Nach diesen nächtlichen Überlegungen, nehme ich mir vor, am nächsten Tag einige Statistiken zu Rate zu ziehen.
Dabei finde ich als erstes heraus, dass der Glaube an die große Liebe trotz der vielbeschworenen seriellen Monogamie immer noch hochaktuell ist: 72 % der Deutschen glauben an das Konzept, 65 % Prozent sind überzeugt, die Liebe fürs Leben bereits gefunden zu haben (Quelle der Statistik: Beraterteam.info). Heiraten scheint dabei gar nicht so wichtig zu sein. Jedenfalls finden es knappe 80 % in Ordnung, wenn ein Paar zusammenlebt, ohne heiraten zu wollen. Kein Wunder, schließlich ist die Institution Ehe heutzutage nicht gerade erfolgreich: Jede zweite Ehe erwartet die Scheidung.
Warum halten dann alle noch so verzweifelt am Heiraten fest? Warum ist uns das so wichtig? Wieso finden wir es eigentlich theoretisch okay, wenn ein Paar nicht heiraten will, sind dann aber trotzdem so schockiert, wenn wir auf ein solches Paar treffen?

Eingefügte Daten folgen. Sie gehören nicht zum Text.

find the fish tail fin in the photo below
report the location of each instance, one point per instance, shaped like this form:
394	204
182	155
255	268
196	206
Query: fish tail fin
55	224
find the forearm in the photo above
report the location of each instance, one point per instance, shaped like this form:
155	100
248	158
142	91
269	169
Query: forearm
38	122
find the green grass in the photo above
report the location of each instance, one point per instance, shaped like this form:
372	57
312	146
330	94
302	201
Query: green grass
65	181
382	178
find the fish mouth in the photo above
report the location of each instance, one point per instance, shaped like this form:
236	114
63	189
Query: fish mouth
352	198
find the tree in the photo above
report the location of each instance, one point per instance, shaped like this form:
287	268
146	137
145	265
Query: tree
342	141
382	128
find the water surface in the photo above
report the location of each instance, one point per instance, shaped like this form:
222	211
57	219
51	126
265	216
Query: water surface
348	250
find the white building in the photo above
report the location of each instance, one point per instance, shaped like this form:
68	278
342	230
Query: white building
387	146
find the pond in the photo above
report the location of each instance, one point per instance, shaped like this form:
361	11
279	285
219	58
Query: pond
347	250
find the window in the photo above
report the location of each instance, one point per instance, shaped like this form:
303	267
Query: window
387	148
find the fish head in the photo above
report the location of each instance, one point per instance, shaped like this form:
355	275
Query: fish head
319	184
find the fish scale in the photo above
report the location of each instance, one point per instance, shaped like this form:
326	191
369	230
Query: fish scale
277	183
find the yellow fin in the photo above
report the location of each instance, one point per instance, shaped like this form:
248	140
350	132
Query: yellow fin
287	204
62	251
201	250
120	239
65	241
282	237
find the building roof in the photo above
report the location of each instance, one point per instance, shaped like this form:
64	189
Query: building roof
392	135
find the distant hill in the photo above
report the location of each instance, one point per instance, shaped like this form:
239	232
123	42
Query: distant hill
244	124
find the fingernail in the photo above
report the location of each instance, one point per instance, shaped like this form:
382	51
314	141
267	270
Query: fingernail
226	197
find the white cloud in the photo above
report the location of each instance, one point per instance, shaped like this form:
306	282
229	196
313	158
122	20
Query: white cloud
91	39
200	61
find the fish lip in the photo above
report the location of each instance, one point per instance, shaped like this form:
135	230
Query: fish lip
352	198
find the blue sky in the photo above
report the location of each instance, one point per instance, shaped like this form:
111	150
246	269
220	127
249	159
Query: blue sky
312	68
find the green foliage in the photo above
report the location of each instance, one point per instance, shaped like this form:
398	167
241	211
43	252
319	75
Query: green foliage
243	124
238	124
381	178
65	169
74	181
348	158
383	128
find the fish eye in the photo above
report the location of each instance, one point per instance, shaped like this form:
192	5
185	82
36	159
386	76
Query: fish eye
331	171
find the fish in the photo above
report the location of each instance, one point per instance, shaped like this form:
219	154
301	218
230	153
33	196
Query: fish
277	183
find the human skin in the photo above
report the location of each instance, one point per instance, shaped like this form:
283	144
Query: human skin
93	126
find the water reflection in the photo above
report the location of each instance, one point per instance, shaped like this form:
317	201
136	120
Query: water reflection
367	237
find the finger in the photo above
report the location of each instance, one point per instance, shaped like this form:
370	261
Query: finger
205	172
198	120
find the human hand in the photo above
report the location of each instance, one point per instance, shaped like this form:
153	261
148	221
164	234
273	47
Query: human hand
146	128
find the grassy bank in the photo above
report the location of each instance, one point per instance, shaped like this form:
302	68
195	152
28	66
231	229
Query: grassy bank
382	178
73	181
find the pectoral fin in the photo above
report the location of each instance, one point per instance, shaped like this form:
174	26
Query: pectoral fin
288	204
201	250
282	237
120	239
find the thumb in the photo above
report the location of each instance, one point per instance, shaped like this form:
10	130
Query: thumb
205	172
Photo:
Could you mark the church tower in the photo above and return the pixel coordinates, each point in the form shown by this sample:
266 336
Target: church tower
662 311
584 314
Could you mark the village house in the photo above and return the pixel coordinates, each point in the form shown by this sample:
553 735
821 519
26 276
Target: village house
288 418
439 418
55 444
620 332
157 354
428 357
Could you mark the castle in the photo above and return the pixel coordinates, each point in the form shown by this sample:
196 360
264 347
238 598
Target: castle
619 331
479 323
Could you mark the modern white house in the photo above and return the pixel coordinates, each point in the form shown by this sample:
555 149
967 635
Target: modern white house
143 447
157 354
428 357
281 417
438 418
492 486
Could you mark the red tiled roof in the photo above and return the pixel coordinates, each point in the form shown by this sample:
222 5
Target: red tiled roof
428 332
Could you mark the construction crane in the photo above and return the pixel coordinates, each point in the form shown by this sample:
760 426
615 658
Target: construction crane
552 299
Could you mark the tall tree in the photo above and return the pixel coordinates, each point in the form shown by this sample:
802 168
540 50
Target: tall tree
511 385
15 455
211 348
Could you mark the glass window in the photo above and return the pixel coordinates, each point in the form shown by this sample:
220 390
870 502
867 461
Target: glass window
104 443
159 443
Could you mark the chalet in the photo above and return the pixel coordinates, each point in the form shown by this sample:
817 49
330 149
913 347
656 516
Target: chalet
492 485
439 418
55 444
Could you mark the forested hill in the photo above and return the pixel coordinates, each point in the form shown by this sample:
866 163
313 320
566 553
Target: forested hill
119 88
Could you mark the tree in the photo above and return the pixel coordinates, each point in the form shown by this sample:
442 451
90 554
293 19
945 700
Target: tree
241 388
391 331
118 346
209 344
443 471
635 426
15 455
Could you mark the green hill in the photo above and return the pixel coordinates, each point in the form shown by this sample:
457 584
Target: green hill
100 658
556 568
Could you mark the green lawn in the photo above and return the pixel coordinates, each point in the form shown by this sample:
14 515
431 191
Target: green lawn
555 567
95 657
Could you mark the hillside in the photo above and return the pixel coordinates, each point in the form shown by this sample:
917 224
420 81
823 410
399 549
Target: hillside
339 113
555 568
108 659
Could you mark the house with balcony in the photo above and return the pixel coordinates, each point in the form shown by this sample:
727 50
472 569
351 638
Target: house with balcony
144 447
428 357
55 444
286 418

Auf die Antworten kann man nur spekulieren. Vielleicht ist es der Traum vom Hollywood-Happyend: In einem profanen Alltag wollen wir uns das letzte märchenhafte Element nicht nehmen lassen, weswegen es sich hartnäckig mit all den dazugehörigen überkommenen Traditionen am Leben hält. Diese Sehnsucht sitzt womöglich so tief, dass wir einfach nicht begreifen können, warum jemand keine Traumhochzeit wollen würde. Im Versuch, das Unverständliche zu verstehen, schließen wir, dass etwas nicht ganz stimmen kann mit dieser Beziehung. So richtig ernst ist es denen wohl nicht. Und so kommt es, dass manche Menschen unbewusst oder bewusst unverheiratete Paare nicht wirklich ernst nehmen.
Ob Heiraten zur großen Liebe dazugehört, ist letztlich nur Sache von dir und deinem Partner. Unabhängig davon müsst ihr jedoch damit rechnen, dass andere Menschen euch und eure Beziehung danach beurteilen, ob ihr verheiratet seid oder nicht. Ob ihr euch davon auch beeindrucken lasst – das ist wiederum euch überlassen.